If you struggle with your monthly mortgage payments and worry about your ability to hold onto your house, you may wish to consider negotiating a short sale with your lender. A short sale may permit you to walk away from your mortgage without devastating your credit score. However, the short sale process comes with a number of little-known pitfalls. If any liens or abstracts of judgment are attached to your distressed property, you'll need to adjust your approach.
A Brief Introduction to Short Sales
The short sale process isn't hard to understand. Homeowners who negotiate short sales with their lenders are permitted to sell their homes for less than the outstanding balance on their mortgages. In other words, short sales may prevent "underwater" homeowners from abandoning their homes. Although short sales come with plenty of complications and pitfalls, they usually results in outcomes with which both parties can live.
Short Sales vs. Foreclosures
Short sales and foreclosures both force mortgage lenders to take losses on outstanding mortgage debts. The size of these losses can vary tremendously. Since foreclosed homes tend to be in worse shape than short-sold homes, they generally fetch less money on the open market. By contrast, short sales are sold in the regular course of business and may produce only modest losses for lenders.
Abstracts of Judgment
Abstracts of judgment are formal documents that outline the terms of a specific judgment against an individual or entity. Although abstracts of judgment are often used as the legal basis for debt liens against pieces of real property, they're subordinate to "senior" secured debts like back-tax liens and mortgages. Additionally, not all abstracts of judgment become liens. However, this discussion assumes that distressed homeowners must contend with "secured" abstracts during the short sale or foreclosure process.
Can a Short Sale Affect an Abstract of Judgment?
Heavily indebted homeowners who find themselves at risk of eviction often attempt to save face and salvage their credit scores by executing a short sale. The short sale process has plenty of tangible benefits and produces fewer financial side effects than foreclosure. Unfortunately, these benefits can actually hurt some homeowners. Since short sales show up on real estate records and credit reports as regular home sales, they're legally indistinguishable from run-of-the-mill transactions that occur between solvent buyers and sellers. As such, short sales are rarely sufficient to put liens that arise from abstracts of judgment to bed. On an individual basis, it may be possible for sellers to work out mutually agreeable deals with their mortgage lenders and lien-holders.
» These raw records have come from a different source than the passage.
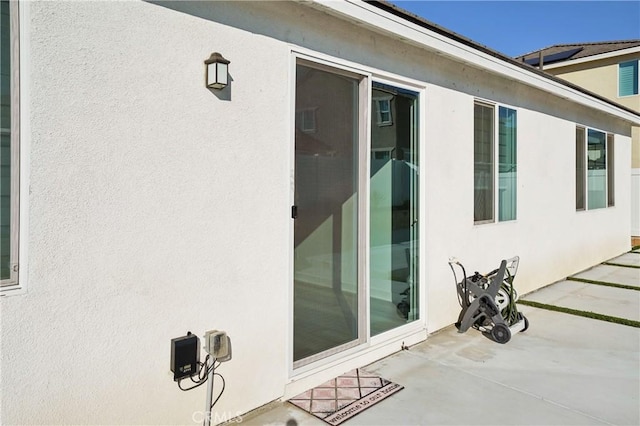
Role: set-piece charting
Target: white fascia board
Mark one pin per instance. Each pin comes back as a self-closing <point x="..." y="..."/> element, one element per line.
<point x="380" y="21"/>
<point x="593" y="58"/>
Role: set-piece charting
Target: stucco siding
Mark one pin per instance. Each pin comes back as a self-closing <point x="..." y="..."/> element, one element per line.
<point x="158" y="207"/>
<point x="601" y="77"/>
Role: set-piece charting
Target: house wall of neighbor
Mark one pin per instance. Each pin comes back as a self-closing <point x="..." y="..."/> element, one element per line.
<point x="158" y="207"/>
<point x="600" y="77"/>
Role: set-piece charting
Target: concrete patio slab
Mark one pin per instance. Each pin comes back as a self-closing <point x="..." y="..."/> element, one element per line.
<point x="564" y="370"/>
<point x="631" y="259"/>
<point x="612" y="301"/>
<point x="612" y="274"/>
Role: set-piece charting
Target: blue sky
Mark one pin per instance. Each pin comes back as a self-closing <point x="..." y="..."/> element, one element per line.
<point x="518" y="27"/>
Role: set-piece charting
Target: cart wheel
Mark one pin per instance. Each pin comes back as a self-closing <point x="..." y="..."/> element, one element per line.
<point x="501" y="333"/>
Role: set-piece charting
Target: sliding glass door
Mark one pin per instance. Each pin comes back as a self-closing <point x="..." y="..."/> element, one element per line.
<point x="393" y="208"/>
<point x="346" y="290"/>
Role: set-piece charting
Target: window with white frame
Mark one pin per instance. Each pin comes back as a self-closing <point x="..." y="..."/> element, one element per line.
<point x="9" y="150"/>
<point x="594" y="169"/>
<point x="495" y="170"/>
<point x="628" y="78"/>
<point x="383" y="110"/>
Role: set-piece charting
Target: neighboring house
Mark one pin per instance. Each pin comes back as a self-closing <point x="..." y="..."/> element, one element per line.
<point x="609" y="69"/>
<point x="139" y="205"/>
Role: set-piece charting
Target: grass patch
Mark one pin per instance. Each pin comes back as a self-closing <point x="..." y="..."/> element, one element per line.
<point x="586" y="314"/>
<point x="621" y="264"/>
<point x="604" y="283"/>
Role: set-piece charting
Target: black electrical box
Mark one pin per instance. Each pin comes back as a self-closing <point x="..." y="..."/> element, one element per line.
<point x="185" y="356"/>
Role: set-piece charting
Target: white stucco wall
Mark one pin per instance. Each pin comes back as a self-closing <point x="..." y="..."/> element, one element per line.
<point x="157" y="207"/>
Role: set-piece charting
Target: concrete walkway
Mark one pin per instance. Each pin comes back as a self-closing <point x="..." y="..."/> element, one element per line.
<point x="564" y="370"/>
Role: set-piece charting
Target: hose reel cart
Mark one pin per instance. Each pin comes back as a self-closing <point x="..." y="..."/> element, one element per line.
<point x="488" y="301"/>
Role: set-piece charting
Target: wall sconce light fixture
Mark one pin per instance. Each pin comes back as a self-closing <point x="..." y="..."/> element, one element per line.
<point x="217" y="71"/>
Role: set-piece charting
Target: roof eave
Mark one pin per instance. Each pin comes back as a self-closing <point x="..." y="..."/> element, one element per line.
<point x="382" y="16"/>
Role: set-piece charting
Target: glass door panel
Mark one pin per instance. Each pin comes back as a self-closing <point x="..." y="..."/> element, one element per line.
<point x="326" y="213"/>
<point x="393" y="208"/>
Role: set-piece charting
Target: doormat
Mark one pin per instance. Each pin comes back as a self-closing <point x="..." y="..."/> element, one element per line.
<point x="345" y="396"/>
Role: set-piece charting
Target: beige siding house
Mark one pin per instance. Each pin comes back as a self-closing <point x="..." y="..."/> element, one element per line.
<point x="608" y="69"/>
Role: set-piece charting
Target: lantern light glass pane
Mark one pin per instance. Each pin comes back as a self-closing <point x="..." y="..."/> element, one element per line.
<point x="222" y="73"/>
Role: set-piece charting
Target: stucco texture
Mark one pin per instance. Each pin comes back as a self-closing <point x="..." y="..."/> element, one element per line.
<point x="158" y="207"/>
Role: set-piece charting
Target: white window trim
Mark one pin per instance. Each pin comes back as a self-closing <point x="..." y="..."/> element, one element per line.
<point x="618" y="78"/>
<point x="586" y="168"/>
<point x="304" y="112"/>
<point x="20" y="138"/>
<point x="378" y="100"/>
<point x="415" y="331"/>
<point x="496" y="161"/>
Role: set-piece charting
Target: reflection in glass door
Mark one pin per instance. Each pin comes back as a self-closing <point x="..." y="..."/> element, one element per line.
<point x="393" y="208"/>
<point x="326" y="213"/>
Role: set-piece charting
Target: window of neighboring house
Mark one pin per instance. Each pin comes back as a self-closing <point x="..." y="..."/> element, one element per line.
<point x="306" y="120"/>
<point x="9" y="154"/>
<point x="594" y="169"/>
<point x="485" y="162"/>
<point x="628" y="78"/>
<point x="383" y="110"/>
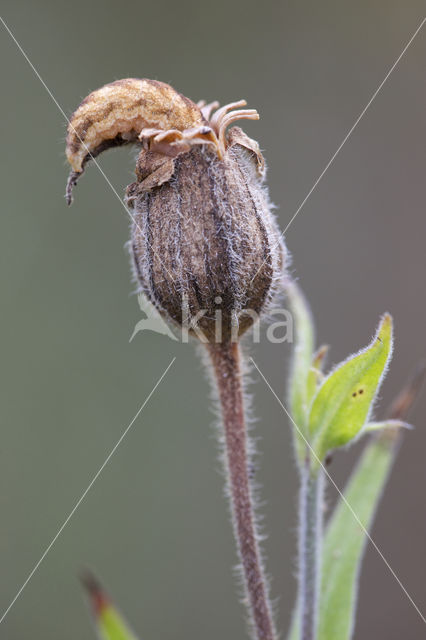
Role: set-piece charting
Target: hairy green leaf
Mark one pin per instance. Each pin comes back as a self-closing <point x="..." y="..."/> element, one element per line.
<point x="345" y="540"/>
<point x="343" y="403"/>
<point x="301" y="363"/>
<point x="109" y="622"/>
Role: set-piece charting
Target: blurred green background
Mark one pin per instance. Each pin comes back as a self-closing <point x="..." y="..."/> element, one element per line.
<point x="154" y="526"/>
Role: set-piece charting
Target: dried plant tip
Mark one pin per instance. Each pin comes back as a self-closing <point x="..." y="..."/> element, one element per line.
<point x="145" y="112"/>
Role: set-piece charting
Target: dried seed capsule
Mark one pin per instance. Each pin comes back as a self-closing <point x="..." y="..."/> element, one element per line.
<point x="206" y="248"/>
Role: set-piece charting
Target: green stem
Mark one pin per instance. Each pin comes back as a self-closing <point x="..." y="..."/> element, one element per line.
<point x="310" y="539"/>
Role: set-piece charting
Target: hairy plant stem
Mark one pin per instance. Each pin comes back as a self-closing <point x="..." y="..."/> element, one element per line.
<point x="310" y="537"/>
<point x="226" y="359"/>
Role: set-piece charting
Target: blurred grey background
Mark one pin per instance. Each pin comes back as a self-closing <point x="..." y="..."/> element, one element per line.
<point x="154" y="526"/>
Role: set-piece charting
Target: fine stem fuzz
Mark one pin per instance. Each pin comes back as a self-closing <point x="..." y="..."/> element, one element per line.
<point x="310" y="536"/>
<point x="226" y="359"/>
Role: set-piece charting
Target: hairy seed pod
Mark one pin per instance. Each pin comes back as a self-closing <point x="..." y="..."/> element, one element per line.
<point x="206" y="249"/>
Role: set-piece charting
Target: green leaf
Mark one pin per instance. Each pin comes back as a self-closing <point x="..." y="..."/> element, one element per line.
<point x="343" y="402"/>
<point x="345" y="541"/>
<point x="386" y="424"/>
<point x="109" y="623"/>
<point x="301" y="363"/>
<point x="315" y="375"/>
However, homeowners should not bet on this outcome.
Other Options for Struggling Homeowners
Since abstracts of judgment are designed to "secure" judgments that would normally take a back seat to senior forms of secured debt, they generally aren't forgiven during the short sale process. However, homeowners who have little hope of staying current on their mortgage payments have some other options at their disposal.
Foreclosure has the same practical effect as a short sale: It absolves the homeowner of further responsibility for his or her mortgage payment and closes the books on his or her relationship with the lender. During the foreclosure process, liens that arise from abstracts of judgment may be settled by the proceeds from the property's sale or negotiated away in some other manner.
Likewise, bankruptcy absolves homeowners and consumers of many forms of debt. By declaring bankruptcy, a homeowner may be able to renegotiate the terms of his or her mortgage or settle this debt outright. He or she may be forced to sell other assets in order to settle lien-related expenses.
Of course, foreclosure and bankruptcy do serious, long-lasting damage to consumers' credit scores. Homeowners who aren't in grave financial distress should initially attempt to preserve their credit by negotiating a short sale. The financial effects of an "overhanging" abstract of judgment usually pale in comparison to the credit-score carnage that foreclosure and bankruptcy can cause.